Often a landlord will produce their standard lease for a tenant's signature. The lease is usually twenty to thirty pages long with terms that are often unfamiliar to the tenant. In most cases, the tenant executes the lease and has no idea what they have given to the landlord.
The Subordination and Non-Disturbance Agreement is an example of terminology that may confuse the tenant and is generally overlooked. When a tenant and landlord execute a lease the lease may also be designed to protect other parties that have an interest in the real estate. Primarily the lender will require that the landlord protect the lender's interest and this is often done with a Subordination and Non-Disturbance Agreement.
The Subordination clause usually gives the tenant lease protection than the lender has. The lender's loan requires that the landlord prepares a lease that forces the tenants to subordinate the leasehold rights to the lender. In most cases, the landlord will not remove this language from the lease.

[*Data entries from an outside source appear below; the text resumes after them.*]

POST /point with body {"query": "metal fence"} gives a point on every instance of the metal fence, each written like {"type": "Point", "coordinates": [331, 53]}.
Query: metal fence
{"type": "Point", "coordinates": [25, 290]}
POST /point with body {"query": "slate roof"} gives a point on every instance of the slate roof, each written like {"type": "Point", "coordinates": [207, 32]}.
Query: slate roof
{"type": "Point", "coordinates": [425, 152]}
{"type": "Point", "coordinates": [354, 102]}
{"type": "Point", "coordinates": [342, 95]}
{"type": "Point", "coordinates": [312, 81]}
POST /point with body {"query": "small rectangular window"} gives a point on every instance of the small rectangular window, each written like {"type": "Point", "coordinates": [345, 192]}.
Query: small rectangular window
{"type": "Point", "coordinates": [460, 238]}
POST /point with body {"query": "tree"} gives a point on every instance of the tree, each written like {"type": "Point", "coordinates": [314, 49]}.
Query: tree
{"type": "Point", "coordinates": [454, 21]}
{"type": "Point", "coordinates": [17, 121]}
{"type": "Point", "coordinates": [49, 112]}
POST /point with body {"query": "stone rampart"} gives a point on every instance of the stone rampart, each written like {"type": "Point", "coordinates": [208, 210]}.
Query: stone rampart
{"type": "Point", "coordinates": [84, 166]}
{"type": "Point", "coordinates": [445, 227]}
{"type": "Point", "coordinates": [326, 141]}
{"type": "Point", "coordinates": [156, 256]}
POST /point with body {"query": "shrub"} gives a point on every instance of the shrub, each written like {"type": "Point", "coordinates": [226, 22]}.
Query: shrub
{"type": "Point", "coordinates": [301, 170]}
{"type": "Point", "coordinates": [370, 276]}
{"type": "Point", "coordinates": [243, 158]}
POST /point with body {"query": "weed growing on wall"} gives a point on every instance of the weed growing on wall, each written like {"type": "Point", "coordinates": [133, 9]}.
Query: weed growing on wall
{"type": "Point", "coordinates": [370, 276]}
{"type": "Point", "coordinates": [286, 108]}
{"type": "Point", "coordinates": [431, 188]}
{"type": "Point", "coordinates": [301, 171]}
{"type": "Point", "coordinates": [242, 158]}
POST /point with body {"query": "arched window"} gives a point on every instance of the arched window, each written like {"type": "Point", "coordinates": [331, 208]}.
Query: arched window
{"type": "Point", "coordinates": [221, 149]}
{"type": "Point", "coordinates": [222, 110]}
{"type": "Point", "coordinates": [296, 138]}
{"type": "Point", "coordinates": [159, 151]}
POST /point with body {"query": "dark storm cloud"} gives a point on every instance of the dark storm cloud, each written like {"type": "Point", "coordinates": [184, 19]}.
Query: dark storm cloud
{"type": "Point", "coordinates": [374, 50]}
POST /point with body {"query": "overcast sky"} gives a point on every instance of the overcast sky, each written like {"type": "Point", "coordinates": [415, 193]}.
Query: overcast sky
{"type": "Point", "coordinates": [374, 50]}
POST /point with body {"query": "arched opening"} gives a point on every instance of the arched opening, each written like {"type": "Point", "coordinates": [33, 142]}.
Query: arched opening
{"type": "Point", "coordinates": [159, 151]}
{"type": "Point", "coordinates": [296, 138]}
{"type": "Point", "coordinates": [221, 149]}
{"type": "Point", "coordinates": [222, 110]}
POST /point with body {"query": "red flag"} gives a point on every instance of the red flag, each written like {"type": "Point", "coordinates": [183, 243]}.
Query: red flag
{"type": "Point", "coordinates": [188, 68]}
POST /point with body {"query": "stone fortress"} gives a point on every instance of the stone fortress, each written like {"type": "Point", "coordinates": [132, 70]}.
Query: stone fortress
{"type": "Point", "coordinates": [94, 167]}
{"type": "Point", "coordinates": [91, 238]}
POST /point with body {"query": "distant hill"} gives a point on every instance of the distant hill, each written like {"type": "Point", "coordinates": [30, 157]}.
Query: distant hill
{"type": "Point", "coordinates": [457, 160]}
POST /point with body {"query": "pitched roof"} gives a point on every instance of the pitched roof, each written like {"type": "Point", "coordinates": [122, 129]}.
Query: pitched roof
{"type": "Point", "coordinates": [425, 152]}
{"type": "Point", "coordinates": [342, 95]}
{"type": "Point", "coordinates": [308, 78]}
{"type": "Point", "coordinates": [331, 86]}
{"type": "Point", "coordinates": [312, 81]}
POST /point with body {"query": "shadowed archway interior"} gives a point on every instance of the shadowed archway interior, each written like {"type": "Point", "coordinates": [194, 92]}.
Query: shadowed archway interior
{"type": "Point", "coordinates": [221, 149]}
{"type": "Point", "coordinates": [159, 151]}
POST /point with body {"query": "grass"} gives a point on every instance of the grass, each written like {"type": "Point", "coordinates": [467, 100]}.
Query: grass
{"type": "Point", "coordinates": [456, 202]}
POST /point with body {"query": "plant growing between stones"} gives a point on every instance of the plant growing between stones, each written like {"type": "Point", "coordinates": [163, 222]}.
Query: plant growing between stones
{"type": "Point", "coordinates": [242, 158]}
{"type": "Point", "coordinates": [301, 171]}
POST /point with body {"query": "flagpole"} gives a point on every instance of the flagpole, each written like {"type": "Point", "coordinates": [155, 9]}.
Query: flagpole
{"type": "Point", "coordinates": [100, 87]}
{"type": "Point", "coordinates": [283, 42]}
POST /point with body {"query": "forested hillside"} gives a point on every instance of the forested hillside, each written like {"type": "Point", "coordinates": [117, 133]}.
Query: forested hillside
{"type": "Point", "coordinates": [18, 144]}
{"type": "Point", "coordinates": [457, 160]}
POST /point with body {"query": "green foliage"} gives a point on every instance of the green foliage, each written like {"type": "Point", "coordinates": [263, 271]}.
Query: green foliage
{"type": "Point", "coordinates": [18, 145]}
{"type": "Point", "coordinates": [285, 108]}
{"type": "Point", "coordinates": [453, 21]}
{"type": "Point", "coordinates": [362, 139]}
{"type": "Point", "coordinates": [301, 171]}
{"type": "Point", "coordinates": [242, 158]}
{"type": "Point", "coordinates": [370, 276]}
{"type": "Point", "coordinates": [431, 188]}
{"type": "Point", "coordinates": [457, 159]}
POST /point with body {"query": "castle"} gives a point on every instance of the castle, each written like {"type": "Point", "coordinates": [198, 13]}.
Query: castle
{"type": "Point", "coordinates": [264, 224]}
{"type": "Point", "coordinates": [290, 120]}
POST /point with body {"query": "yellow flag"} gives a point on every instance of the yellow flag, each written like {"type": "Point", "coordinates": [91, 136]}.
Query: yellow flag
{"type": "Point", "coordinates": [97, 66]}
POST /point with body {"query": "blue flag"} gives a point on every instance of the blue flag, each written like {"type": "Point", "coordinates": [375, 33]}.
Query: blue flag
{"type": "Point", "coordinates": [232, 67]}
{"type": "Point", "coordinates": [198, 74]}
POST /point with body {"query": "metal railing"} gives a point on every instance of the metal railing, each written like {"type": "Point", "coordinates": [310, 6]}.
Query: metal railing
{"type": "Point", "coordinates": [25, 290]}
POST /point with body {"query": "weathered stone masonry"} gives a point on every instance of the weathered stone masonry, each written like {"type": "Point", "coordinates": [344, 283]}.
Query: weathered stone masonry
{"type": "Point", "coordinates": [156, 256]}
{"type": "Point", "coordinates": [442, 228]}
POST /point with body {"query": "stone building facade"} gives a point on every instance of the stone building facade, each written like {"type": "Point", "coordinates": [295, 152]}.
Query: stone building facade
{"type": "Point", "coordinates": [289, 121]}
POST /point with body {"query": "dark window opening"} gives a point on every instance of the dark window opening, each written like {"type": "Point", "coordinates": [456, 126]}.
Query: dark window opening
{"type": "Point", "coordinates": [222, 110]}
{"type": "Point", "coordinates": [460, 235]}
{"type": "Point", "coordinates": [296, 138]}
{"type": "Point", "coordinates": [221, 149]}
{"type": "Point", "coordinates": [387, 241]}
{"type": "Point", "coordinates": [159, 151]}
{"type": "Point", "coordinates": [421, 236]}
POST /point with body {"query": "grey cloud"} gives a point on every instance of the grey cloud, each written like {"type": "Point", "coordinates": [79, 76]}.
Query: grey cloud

A workaround that can lessen the blow is to insert a Non-Disturbance Agreement into the lease. This clause will acknowledge the lender's subordination rights however it also requires the lender to honor the tenant's leasehold rights.
The best way to accomplish this goal is to address it in the lease but to also ask the lender to execute a separate Non-Disturbance Agreement that is attached as an exhibit to the lease.
All of these actions require the assistance and guidance of a qualified attorney. Make certain that your attorney practices real estate law and is familiar with local real estate practices.